If your claim is denied, in whole or in part, you will receive a written notice from the Claims Administrator within the review period. The Claims Administrator's written notice must include the following information:
  • The specific reason(s) the claim was denied;
  • Specific reference to the Disability Plan provision(s) on which the denial was based;
  • Any additional information required for your claim to be reconsidered and the reason this information is necessary;
  • Identification of any internal rule, guideline, or protocol relied on in making the claim decision and an explanation of any medically related exclusion or limitation involved in the decision; and
  • A statement informing you of your right to appeal the decision, including your right to file a claim under Section 502(a) of ERISA in the event of an adverse benefit determination upon review, and an explanation of the appeal procedure, as outlined below.
Whenever a claim is denied, you have the right to appeal the decision. You (or your duly authorized representative) must make a written request for appeal to the Claims Administrator within 180 days of the date you receive the denial. If you do not make this request within that time, you will have waived your right to appeal the denied benefit.
Once your request has been received by the Claims Administrator, a prompt and complete review of your appeal must take place. This review will give no deference to the original claim decision and will not be made by the person who made the original claim decision. During the review, you (or your duly authorized representative) have the right to review any documents that have a bearing on the appeal, including the documents that establish and control the Disability Plan. Any medical or vocational experts consulted by the Claims Administrator will be identified. You may also submit issues and comments that you believe might affect the outcome of the review.
The Claims Administrator has 45 days from the date it receives your request to review your appeal and to notify you of its decision.

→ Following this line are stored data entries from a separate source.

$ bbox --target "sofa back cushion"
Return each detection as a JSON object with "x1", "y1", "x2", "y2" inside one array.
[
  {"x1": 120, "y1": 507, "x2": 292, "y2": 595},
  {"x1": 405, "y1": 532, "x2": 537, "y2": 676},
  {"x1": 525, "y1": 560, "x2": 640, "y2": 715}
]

Under special circumstances, the Claims Administrator may require more time to review your appeal. If this should happen, the Claims Administrator must notify you in writing that its review period has been extended for an additional 45 days. Once its review is complete, the Claims Administrator must notify you in writing of the results of the review. If your appeal is denied, the Claims Administrator's notice must include the following:
  • The specific reason(s) the appeal was denied;
  • Specific reference to the Disability Plan provision(s) on which the denial was based;
  • A statement that you are entitled to receive, upon request and free of charge, reasonable access and copies of all documents, records, and other information relevant to your appeal for benefits; and
  • Identification of any internal rule, guideline, or protocol relied on in making the appeal decision and an explanation of any medically related exclusion or limitation involved in the decision.
In the event that your appeal is denied, you have the right to bring a legal action under Section 502(a) of ERISA; provided, that you file any lawsuit or similar enforcement proceeding, commenced in any forum, relating to the Disability Plan within 12 consecutive months after the date of receiving a final determination on review of your appeal, or if earlier, within two years from the date on which you were aware, or should have been aware, of the claim at issue in the suit. The two-year limitation shall be increased by any time a claim or appeal on the issue is under consideration by the appropriate fiduciary. If any different period to commence suit is specified in an insurance contract forming part of the Disability Plan or any shorter period is specified in the rules of the Claims Administrator, that period will apply to proceedings against the insurer or with regard to the ruling of that Claims Administrator, respectively.
You and the Disability Plan may have other voluntary alternative dispute resolution options, such as mediation. One way to find out what may be available is to contact your local U.S. Department of Labor office and your state insurance regulatory agency, as applicable. Generally, the determination reached by the Disability Plan is final.